Поскольку предполагалось, что он со временем станет художником, ему продолжали давать уроки рисования и в Петербурге[38]
. Около 1910 года мистера Куммингса, старого учителя рисования Елены Ивановны, сменил Яремич, которого Набоков охарактеризовал как «известного „импрессиониста“ (так их тогда называли)», чья манера в высшей степени претила юноше с его маниакальным стремлением к точности. Намного более подходящим оказался знаменитый Мстислав Добужинский, мастер изящной линии, сделавший для Петербурга то же самое, что Каналетто для Венеции или Беллотто для Вены. Примерно с 1912 по 1914 год он давал Владимиру уроки на piano nobile в доме номер 47 на Морской: «Он заставлял меня по памяти сколь возможно подробнее изображать предметы, которые я определенно видел тысячи раз, но в которые толком не вглядывался: уличный фонарь, почтовый ящик, узор из тюльпанов на нашей парадной двери». Набоков признавался, что, хотя он обладал воображением художника, ему не хватало техники, чтобы его выразить, и это подтвердил Добужинский: «вы были самым безнадежным учеником из всех, каких я когда-либо имел». Однако уроки зрительной точности и композиционной гармонии, которые преподал Добужинский, немало пригодились Набокову, когда он начал писать прозу62.Театр всегда значил для Набокова меньше, чем литература или живопись, однако и он питал его воображение. Петербургские театры по-прежнему блистали, и Владимир Дмитриевич оставался завзятым театралом. Его сын, относясь с пренебрежением к очень многим спектаклям, тем не менее откликался на подлинные проблески театральной фантазии. С особым удовольствием он вспоминал «Ревизора», поставленного Николаем Евреиновым в «Кривом зеркале», — сцены из пьесы в пяти различных вариантах: в провинциальном театре, в немом кино, в постановке Эдварда Гордона Крэга, Макса Рейнхарда и Константина Станиславского. Больше всего ему нравилась пародия на МХТ: «…смысл ее состоял в том, что первое действие должно происходить в воскресенье утром, потому что в другой день чиновники вряд ли могли бы собраться в доме городничего, а если это воскресное утро, тогда колокола соседней церкви должны были звонить. А если колокола звонят, то они должны заглушать голоса на сцене — что и происходило. Это было ужасно забавно»63
. Ему не нужен был Джойс, чтобы понять, что выворачивать наизнанку реализм и играть множеством точек зрения — увлекательное занятие.VIII
Отец преподал сыну и другие уроки. В школе либерально мыслящие наставники Володи Набокова не смогли внушить ему чувство социальной ответственности прежде всего потому, что он унаследовал от отца чувство ответственности личной.
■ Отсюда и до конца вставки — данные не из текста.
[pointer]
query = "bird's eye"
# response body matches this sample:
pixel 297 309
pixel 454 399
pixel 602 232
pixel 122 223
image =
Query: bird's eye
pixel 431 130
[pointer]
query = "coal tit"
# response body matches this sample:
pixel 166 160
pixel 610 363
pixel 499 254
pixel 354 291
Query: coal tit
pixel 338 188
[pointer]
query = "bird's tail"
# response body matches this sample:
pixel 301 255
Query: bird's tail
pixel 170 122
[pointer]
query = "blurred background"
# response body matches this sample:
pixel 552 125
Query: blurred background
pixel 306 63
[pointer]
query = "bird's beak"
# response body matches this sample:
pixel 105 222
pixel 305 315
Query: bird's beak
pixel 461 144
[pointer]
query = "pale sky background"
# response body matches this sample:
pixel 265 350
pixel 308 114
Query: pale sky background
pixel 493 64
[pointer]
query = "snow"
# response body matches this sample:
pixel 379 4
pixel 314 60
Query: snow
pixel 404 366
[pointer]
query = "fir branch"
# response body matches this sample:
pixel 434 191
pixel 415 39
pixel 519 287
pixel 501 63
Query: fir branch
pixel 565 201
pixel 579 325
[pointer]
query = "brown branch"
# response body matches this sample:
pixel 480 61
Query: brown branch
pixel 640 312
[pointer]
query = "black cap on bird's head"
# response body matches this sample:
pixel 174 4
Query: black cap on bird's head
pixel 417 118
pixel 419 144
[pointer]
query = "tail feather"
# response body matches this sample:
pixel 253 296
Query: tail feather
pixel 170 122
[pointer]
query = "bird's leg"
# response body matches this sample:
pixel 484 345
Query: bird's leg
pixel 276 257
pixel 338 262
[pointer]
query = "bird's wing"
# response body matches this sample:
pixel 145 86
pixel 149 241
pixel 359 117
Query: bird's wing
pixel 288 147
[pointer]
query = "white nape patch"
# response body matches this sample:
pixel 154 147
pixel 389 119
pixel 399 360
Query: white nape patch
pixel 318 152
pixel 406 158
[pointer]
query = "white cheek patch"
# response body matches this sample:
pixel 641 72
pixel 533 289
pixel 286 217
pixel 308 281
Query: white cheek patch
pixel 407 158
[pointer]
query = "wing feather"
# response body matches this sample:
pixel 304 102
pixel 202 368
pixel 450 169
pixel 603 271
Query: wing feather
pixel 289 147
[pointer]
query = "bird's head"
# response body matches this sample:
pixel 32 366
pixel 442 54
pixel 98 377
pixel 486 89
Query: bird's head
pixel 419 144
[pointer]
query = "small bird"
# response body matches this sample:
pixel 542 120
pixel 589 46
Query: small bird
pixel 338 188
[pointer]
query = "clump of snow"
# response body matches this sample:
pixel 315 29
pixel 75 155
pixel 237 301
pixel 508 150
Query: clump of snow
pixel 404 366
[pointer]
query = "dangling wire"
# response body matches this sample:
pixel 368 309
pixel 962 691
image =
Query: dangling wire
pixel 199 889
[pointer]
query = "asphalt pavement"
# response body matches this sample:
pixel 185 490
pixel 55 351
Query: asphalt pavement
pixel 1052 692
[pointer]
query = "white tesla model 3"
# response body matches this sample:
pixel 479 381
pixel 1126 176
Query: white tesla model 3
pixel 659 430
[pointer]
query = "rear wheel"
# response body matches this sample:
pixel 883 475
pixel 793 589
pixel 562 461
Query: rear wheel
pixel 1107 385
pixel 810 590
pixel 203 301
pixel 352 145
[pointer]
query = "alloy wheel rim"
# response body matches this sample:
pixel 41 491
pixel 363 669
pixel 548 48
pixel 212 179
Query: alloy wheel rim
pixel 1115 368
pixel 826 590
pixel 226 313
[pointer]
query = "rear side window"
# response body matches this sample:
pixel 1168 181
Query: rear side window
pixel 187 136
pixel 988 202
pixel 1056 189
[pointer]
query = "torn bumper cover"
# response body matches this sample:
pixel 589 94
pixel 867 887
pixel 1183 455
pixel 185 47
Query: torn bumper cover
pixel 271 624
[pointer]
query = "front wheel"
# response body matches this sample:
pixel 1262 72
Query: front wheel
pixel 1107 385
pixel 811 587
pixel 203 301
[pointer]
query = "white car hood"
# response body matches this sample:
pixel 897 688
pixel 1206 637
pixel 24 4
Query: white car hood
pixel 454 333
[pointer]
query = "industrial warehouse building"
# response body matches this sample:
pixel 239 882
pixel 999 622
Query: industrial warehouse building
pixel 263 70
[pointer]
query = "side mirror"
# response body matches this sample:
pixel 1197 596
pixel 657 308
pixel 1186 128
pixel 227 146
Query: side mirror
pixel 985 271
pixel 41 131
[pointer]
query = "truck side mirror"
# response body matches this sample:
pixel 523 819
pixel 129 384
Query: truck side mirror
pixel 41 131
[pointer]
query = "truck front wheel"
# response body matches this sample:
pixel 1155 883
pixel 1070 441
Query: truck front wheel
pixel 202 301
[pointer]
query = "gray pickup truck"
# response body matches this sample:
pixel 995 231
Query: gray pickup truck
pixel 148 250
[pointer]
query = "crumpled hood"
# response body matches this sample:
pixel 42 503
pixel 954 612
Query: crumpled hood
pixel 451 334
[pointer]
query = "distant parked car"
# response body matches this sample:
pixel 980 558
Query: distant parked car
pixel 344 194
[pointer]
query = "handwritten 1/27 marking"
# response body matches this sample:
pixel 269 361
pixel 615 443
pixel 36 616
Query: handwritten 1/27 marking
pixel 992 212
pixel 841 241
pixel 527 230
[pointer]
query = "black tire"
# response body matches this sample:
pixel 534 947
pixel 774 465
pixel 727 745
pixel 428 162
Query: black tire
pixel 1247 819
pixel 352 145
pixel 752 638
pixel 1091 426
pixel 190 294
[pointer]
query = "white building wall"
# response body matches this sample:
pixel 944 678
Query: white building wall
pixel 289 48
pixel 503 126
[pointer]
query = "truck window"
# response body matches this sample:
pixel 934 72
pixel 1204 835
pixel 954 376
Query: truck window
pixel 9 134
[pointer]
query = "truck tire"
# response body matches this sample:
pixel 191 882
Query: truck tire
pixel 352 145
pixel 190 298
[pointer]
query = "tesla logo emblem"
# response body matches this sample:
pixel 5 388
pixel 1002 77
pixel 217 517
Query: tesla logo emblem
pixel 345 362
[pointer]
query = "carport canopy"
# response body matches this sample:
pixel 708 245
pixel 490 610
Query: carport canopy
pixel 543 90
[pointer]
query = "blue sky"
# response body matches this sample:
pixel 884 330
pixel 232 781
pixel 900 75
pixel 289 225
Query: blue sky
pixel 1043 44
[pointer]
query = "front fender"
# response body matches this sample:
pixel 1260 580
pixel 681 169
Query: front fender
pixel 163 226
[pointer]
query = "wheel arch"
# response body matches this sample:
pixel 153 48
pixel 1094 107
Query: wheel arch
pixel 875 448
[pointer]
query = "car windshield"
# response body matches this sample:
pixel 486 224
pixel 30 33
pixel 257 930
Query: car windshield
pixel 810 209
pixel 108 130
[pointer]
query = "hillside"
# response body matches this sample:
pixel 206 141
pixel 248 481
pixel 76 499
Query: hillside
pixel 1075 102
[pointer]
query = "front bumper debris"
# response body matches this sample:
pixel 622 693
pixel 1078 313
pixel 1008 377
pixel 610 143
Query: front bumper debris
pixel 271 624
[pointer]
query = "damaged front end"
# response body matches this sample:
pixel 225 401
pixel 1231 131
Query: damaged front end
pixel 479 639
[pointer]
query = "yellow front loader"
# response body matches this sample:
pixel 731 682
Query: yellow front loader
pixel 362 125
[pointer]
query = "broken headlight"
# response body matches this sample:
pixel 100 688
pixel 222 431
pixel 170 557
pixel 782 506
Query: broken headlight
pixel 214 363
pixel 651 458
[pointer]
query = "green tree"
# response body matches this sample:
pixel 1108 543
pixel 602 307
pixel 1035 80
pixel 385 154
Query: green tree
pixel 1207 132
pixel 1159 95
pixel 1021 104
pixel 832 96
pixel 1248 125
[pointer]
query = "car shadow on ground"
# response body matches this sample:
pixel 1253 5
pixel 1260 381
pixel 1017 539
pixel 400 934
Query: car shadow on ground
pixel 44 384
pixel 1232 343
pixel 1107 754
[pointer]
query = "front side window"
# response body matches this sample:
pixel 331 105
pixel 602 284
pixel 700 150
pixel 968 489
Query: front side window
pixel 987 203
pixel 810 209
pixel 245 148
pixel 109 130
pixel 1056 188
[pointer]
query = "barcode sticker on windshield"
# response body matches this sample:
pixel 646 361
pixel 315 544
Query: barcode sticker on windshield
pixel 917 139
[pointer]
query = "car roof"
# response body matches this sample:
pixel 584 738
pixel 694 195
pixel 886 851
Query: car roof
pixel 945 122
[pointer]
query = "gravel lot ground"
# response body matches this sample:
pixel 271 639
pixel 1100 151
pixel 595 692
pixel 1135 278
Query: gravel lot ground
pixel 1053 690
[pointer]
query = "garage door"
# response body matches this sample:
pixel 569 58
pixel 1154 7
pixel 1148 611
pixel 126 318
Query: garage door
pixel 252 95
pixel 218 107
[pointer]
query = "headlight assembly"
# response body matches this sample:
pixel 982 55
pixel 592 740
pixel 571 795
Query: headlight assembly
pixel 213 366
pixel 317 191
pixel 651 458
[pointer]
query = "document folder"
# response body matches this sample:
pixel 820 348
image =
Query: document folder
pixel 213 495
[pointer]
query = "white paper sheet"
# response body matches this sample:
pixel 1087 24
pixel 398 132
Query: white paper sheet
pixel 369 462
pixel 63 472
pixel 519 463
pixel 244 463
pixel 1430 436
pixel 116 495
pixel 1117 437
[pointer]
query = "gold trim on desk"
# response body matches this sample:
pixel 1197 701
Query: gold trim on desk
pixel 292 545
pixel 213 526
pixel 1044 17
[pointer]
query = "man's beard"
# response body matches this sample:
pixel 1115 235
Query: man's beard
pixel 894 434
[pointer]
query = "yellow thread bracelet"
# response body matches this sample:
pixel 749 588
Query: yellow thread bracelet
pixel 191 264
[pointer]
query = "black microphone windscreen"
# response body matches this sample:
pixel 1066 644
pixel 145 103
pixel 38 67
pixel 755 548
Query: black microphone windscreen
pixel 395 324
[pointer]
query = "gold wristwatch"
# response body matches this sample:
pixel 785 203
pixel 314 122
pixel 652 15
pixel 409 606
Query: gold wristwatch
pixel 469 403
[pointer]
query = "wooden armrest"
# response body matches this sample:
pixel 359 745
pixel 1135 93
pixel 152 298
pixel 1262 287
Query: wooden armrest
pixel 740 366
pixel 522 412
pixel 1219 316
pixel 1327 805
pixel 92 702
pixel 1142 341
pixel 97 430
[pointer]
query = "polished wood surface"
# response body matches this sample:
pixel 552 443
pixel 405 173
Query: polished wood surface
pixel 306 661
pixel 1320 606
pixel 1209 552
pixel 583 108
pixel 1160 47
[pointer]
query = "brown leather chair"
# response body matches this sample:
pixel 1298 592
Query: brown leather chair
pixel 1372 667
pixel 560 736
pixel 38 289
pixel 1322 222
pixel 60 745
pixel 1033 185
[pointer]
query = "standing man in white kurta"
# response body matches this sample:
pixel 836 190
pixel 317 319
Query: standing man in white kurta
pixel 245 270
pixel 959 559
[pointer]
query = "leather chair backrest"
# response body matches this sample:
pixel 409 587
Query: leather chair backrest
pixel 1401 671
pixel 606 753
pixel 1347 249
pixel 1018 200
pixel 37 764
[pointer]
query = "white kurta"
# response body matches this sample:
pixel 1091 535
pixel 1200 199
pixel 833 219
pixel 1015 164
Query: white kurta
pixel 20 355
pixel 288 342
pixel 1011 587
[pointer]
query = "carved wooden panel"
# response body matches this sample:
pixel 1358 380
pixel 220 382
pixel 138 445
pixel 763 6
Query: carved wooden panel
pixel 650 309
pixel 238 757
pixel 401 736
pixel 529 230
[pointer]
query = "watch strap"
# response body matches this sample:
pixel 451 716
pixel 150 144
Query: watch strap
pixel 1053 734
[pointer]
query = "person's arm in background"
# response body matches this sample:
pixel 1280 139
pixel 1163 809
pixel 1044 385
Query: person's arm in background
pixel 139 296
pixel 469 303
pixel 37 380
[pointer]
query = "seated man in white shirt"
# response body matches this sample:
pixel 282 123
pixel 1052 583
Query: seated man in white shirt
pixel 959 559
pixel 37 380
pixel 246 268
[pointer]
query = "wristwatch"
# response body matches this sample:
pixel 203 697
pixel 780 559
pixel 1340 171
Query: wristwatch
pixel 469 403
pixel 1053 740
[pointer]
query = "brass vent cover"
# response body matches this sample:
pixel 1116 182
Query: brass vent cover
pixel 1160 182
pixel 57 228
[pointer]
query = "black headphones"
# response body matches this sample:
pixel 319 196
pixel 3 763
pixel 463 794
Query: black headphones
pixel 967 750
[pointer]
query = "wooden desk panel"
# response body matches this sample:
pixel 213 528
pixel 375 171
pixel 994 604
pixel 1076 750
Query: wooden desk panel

По крайней мере со стороны, уверенный в себе В.Д. Набоков казался холодным, почти высокомерным. Более близкие ему люди знали, как он сочувствовал всякому нуждавшемуся в защите. Блестящий О.О. Грузенберг, выступавший защитником Владимира Дмитриевича на суде, где он обвинялся в причастности к Выборгскому воззванию, наблюдал во время процесса хладнокровие и невозмутимость своего подзащитного, не желавшего скрывать презрение к судьям, которые лишь выполняли волю властей. Но в 1913 году Грузенберг увидел этого человека с другой стороны.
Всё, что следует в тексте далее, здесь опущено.